Yoda and Rosie spent their early months learning socialization skills with volunteer puppy raisers, and then were trained for about seven months at the New York campus of Canine Companions, a national nonprofit that provides service and facility dogs.

Before they could be handlers, Potter and Trippe-Gallagher were interviewed over the phone and in person, and traveled to the Long Island site to show off their dog-handling abilities. Then Kimberly Doyle, a Canine Companions senior instructor, brought the dogs to Baltimore, giving on-site training to the handlers and their new four-legged colleagues.

Doyle matched Yoda with Potter and Rosie with Trippe-Gallagher. She stayed in Baltimore a week, helping the canines and humans get used to each other as they learned to navigate the corridors, elevators and rooms of the Children’s Center.

Potter and Trippe-Gallagher both had family dogs already, and promised that their pets would be rehomed if they didn’t get along with the facility dogs. Fortunately, all the dogs and humans in both families blended without drama. When the vests come off, Yoda and Rosie shed their serious sides and morph from facility dogs to playful family pets.

Facility Dogs in Florida

It has taken about four years of discussion and planning to make the Hopkins Paws for Healing Facility Dog Program at Johns Hopkins Children’s Center a reality.

“I’ve been advocating for it for a long time and doing a lot of background research along with Patrice Brylske, director of Child Life Services,” says Potter, noting that the work included raising donor funds and collaborating with Johns Hopkins All Children’s Hospital in St. Petersburg, Florida, which launched its facility dog program with the arrival of Brea, a Labrador, in 2021. Boomer, a Lab-golden retriever mix, joined in 2025.

Leah Frohnerath, the child life specialist who handles Brea at All Children’s, says she’s happy to see Baltimore adopt a similar program.

The benefits of being around dogs are well-documented, Frohnerath says. “We know that dogs can reduce our anxiety, drop our blood pressure, lower our heart rate, and increase oxytocin and serotonin levels in our blood, which are happy hormones that we need in order to be resilient.”

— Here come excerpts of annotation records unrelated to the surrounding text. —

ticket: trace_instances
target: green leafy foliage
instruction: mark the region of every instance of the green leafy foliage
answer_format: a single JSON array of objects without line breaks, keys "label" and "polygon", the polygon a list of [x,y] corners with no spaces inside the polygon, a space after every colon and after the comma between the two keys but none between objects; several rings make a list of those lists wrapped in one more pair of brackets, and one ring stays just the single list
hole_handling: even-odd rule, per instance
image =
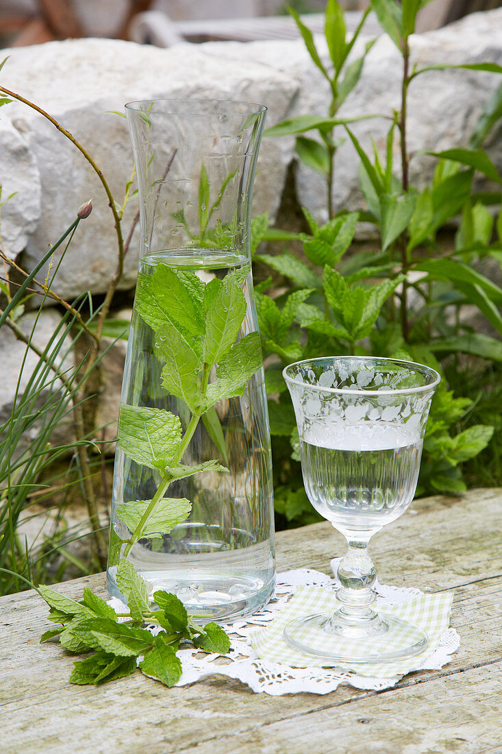
[{"label": "green leafy foliage", "polygon": [[[199,200],[207,209],[207,179],[204,172]],[[224,190],[225,185],[222,195]],[[215,203],[207,209],[207,216],[206,210],[200,210],[201,227],[214,207]],[[268,225],[266,216],[255,223],[256,245]],[[127,501],[118,507],[118,517],[131,532],[124,555],[140,537],[160,538],[189,515],[190,501],[165,496],[172,481],[210,469],[227,470],[216,460],[192,467],[181,461],[202,418],[226,461],[225,438],[213,407],[223,399],[242,396],[248,380],[262,366],[258,333],[239,339],[246,310],[242,286],[248,273],[245,266],[206,284],[191,271],[174,271],[160,264],[152,274],[139,276],[135,305],[155,334],[155,353],[163,365],[162,386],[186,403],[191,419],[182,434],[179,418],[168,411],[121,406],[119,447],[132,461],[156,469],[161,478],[152,500]],[[216,379],[210,382],[215,366]]]},{"label": "green leafy foliage", "polygon": [[181,442],[181,422],[162,409],[122,403],[118,444],[128,458],[150,468],[165,468]]},{"label": "green leafy foliage", "polygon": [[[146,584],[127,560],[121,559],[117,583],[127,599],[129,613],[118,617],[109,605],[89,589],[80,602],[63,596],[48,587],[40,591],[50,606],[50,620],[60,628],[46,631],[41,642],[59,639],[72,654],[92,652],[74,663],[70,682],[98,685],[134,673],[136,667],[166,686],[173,686],[182,674],[176,652],[182,642],[203,651],[225,654],[230,639],[219,626],[195,624],[182,602],[174,595],[157,591],[149,599]],[[125,618],[125,622],[122,622]],[[157,625],[154,636],[143,627]]]},{"label": "green leafy foliage", "polygon": [[[298,115],[266,132],[272,136],[297,136],[297,156],[325,183],[329,217],[323,225],[304,210],[309,234],[295,239],[302,242],[302,254],[285,250],[256,257],[271,271],[259,287],[256,308],[262,345],[270,362],[265,382],[271,397],[279,526],[318,520],[303,489],[295,418],[280,383],[282,366],[292,361],[353,353],[421,361],[442,372],[443,383],[427,425],[418,494],[461,493],[466,489],[463,475],[486,454],[488,443],[497,443],[492,467],[497,467],[497,456],[502,457],[502,428],[495,421],[502,406],[502,392],[496,388],[502,357],[501,289],[478,268],[479,261],[488,256],[502,268],[502,212],[495,215],[492,211],[500,203],[500,193],[476,195],[473,186],[473,178],[481,176],[500,187],[498,170],[482,146],[502,115],[502,86],[487,103],[467,147],[428,153],[436,161],[434,174],[420,187],[412,183],[406,138],[407,100],[413,96],[409,86],[416,75],[448,68],[492,73],[502,69],[492,63],[412,68],[409,38],[418,11],[428,2],[370,2],[403,59],[401,106],[381,114],[390,123],[382,149],[374,143],[368,149],[350,124],[355,119],[345,120],[338,112],[357,85],[373,41],[366,44],[362,57],[348,58],[365,17],[354,37],[346,38],[343,13],[335,2],[328,2],[325,12],[329,59],[321,60],[314,38],[301,29],[314,63],[330,84],[326,112]],[[359,216],[337,214],[332,203],[336,150],[343,140],[340,132],[344,132],[360,160],[366,208]],[[356,222],[360,221],[373,224],[379,235],[376,250],[362,253],[354,244]],[[455,225],[455,242],[443,252],[442,239],[451,234],[445,228]],[[270,231],[268,238],[272,238]],[[289,239],[284,235],[283,240],[287,243]],[[286,305],[295,312],[290,322],[285,316]],[[467,306],[475,307],[485,317],[489,334],[464,323]],[[471,379],[472,369],[476,377]],[[480,384],[485,386],[483,391]],[[500,460],[497,467],[494,483],[500,483],[502,474]]]}]

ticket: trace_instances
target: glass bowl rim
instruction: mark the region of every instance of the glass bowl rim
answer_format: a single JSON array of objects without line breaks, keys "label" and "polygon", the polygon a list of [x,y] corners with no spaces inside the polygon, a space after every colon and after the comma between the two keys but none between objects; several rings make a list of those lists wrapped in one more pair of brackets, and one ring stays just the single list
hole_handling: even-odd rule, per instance
[{"label": "glass bowl rim", "polygon": [[[174,108],[175,105],[179,106],[186,106],[187,103],[198,104],[200,106],[200,111],[197,112],[196,109],[190,112],[190,107],[187,108],[186,112],[183,112],[182,109],[176,109]],[[194,117],[194,118],[219,118],[220,115],[227,115],[228,117],[234,118],[236,116],[246,116],[246,115],[258,115],[265,113],[268,109],[266,105],[260,105],[259,103],[255,102],[247,102],[245,100],[204,100],[200,97],[164,97],[152,100],[136,100],[132,102],[127,102],[124,106],[126,111],[130,112],[145,112],[142,109],[142,105],[153,105],[155,104],[171,104],[173,109],[155,109],[154,108],[150,110],[150,113],[159,115],[184,115],[186,117]],[[213,106],[222,106],[226,109],[221,112],[204,112],[203,109],[204,106],[213,105]],[[232,107],[232,106],[241,106],[242,109],[239,109],[237,107]],[[148,115],[150,114],[148,113]]]},{"label": "glass bowl rim", "polygon": [[[422,375],[427,375],[429,377],[433,378],[431,382],[428,385],[418,385],[416,388],[396,388],[394,389],[386,390],[383,388],[381,390],[366,390],[364,388],[360,388],[356,390],[349,389],[347,388],[324,388],[320,385],[310,385],[308,382],[303,382],[302,380],[295,379],[294,377],[290,377],[286,375],[288,369],[291,369],[292,366],[299,366],[302,364],[309,364],[314,362],[320,361],[343,361],[343,360],[354,360],[360,362],[386,362],[393,364],[402,365],[408,369],[413,369],[415,372],[418,372]],[[379,395],[406,395],[406,394],[415,394],[417,393],[425,393],[428,391],[433,391],[436,387],[441,382],[441,375],[436,369],[432,369],[431,366],[427,366],[425,364],[420,364],[416,361],[406,361],[404,359],[390,359],[386,357],[380,356],[319,356],[314,359],[302,359],[301,361],[295,361],[292,364],[288,364],[283,369],[283,377],[286,382],[286,385],[295,385],[300,388],[310,388],[312,391],[315,391],[318,393],[325,393],[331,395],[347,395],[350,394],[350,395],[360,395],[360,396],[379,396]]]}]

Every day is different, she says. “This morning, we walked with a child who has sickle cell disease who really needs to exercise and get the blood flowing through her legs to help with the crisis that she’s experiencing. Later, we might go to the intensive care unit and be at the bedside of a teenager who was injured in a car accident and needs a little pick-me-up.”

Brea and Boomer and Rosie and Yoda also boost the mood of the staff at both hospitals.

“We knew the dogs were going to be helpful with the patients, but we were surprised at how much the staff loves them and sees them as this breath of fresh air when they’re walking through the halls,” Frohnerath says. “That has been such a gift.”